植栽基盤整備や樹勢回復に土壌改良材は欠かせません。台湾ではどのような土壌改良材が入手可能なのでしょうか。私は台湾に適した土壌改良材を探すのに結構苦労してきました。「ネバネバ・カチカチ台湾土壌」の連載最終回は台湾の土壌改良材の実情について述べます。
■台湾で入手可能な無機質土壌改良材
台湾で入手できる樹木植栽用の土壌改良材は限られています。特に台湾現地で製造されている無機質系土壌改良材は殆どありません。その事は台湾において土壌改良を実施する上で非常に苦労させられる所です。

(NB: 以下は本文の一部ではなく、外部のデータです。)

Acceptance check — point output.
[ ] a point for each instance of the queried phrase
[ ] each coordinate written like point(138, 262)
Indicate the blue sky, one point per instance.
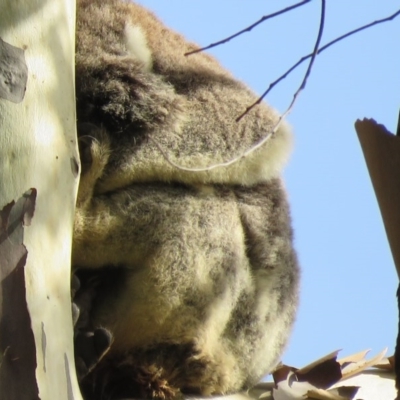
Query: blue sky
point(348, 276)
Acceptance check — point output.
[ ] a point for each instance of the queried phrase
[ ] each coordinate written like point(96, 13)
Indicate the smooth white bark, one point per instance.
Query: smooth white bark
point(38, 150)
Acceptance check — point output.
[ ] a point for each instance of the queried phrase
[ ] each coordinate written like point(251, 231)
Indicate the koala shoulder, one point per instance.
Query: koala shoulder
point(133, 78)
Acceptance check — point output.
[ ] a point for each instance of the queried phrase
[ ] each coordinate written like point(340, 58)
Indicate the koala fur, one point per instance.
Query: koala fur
point(203, 277)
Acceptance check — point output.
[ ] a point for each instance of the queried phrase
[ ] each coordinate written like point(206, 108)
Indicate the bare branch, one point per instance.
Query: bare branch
point(249, 28)
point(312, 55)
point(266, 138)
point(292, 68)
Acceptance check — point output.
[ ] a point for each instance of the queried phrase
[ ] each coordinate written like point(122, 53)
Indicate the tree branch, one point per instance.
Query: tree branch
point(249, 28)
point(292, 68)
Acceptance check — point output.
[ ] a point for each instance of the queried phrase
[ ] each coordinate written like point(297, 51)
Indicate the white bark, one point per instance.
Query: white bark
point(38, 150)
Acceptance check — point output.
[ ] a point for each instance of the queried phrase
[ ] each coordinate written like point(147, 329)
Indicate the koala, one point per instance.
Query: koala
point(196, 273)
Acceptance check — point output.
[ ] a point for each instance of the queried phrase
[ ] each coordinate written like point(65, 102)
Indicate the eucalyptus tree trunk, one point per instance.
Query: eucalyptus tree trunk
point(39, 173)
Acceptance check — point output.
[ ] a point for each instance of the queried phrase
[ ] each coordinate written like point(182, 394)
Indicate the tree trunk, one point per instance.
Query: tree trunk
point(39, 167)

加湿地でシルト質土壌や粘土質土壌の場合、通気性や排水性を高める必要があります。その改良には無機質系の土壌改良材が必要となります。有機物系土壌改良材を用いると通気性が悪い加湿土壌内では嫌気発酵を起こし、かえって土壌を悪化させてしまう危惧があるからです。
なんとか良い無機質資材が無いかと探し回りましたが、現地産の無機質系資材としては、汚泥を焼成したセラミック状の陶粒(トーリー)と呼ばれる骨材しか見つけられませんでした。陶粒は軽量で硬く扱い易い製品だと思われますが、残念ながら多孔質ではないため、通気透水性改善効果はあまり見込めません。どちらかと言うとセメント混合用軽量骨材として世界各地で使われている材料です。植栽地では地表面を覆うマルチングなどに適した材料となります。
台湾は面積が九州と同じほどですから、採取できる天然鉱物資源が限定的であるため、無機質土壌改良材が製造されないのは仕方ありません。そのような事から、真珠岩パーライト、黒曜石パーライト、バーミュキライトは園芸材料として輸入されています。保水性に優れる真珠岩パーライトやバーミュキライトは加湿地には適しません。また、ベタベタした粘性土に軟らかく崩れやすいバーミュキライトは均一に混合することもできません。
そのため、台湾での排水性・通気性・透水性の改良には、日本から輸入した黒曜石パーライトを用いています。日本から輸入された材料は船運賃や関税で高価なものになってしまいますが、それでも昨今の円安で1年前に比べると20%以上安くなり助かっています。
■台湾で入手可能な有機質土壌改良材
有機質土壌改良材は台湾にも多く存在します。しかし、日本で一般的なバーク堆肥は存在するものの一般的ではありません。台湾で幾つかの有機質土壌改良材を調べましたので、次表に示します。
製造されている製品の大半はサトウキビ粕や木屑に食品残渣を混合して作られています。混合されているものは多岐に渡り、産廃にまわされた残渣を用いていると思われます。
残念ながら台湾各地から取り寄せた堆肥の半分近くは、悪臭がきつくベトつくなど、堆肥として未熟なものでした。品質は安定せず熟度の低い堆肥が結構市場に出回っているようです。上記表の堆肥はそれらの中から比較的良さそうなものを選択し分析値を比較したものです。表に記載したものは概ね乾燥し悪臭はしないものの、堆肥の品質基準で用いられるC/Nは全般的に高い値を示しています。ですから台湾で良質な有機質堆肥を入手するのは結構苦労するかも知れません。まずは堆肥の良し悪しを判別できる目を養う必要がありそうです。
頻繁に耕す畑ならまだしも、加湿地で通気不良の植栽現場に有機質堆肥を用いるには十分な注意が必要です。熟度が低い未熟な堆肥を加湿地に混合すると、少ない土中内酸素を奪い取り、ますます樹木の根が呼吸できなくなり根腐れを起こしてしまいます。また未熟有機物の分解過程で、周辺土壌から樹木の主要分である窒素も奪い取り、窒素飢餓に陥る場合があります。そのような事から有機物堆肥は加湿地の土壌改良には適さないとも言えるでしょう。
そこで私は有機堆肥を用いる場合は、極力、輸入品のピートモスを用いるようにしています。ピートモスはカナダやロシアや北欧から輸入されています。椰子の実から取れるココピートもスリランカなどから輸入されていますが、自然熟成したピートモスの方が加湿地では安心と考えています。
以上のように台湾で土壌改良を行うとすると資材調達に困るのが実情です。今後は自らが良質な土壌改良材を台湾で作っていき、台湾の植栽技術の向上を図ると共に、都市の環境改善に少しでも貢献できればと考えているところです。
5回に渡り「ネバネバ・カチカチの台湾土壌」と題して記してきました。もし、台湾で樹木にまつわる仕事をすることがあれば、台湾の土壌特性を理解した上で臨んでいただければ、またこの連載に記してあることが少しでもお役に立てればと願う次第です。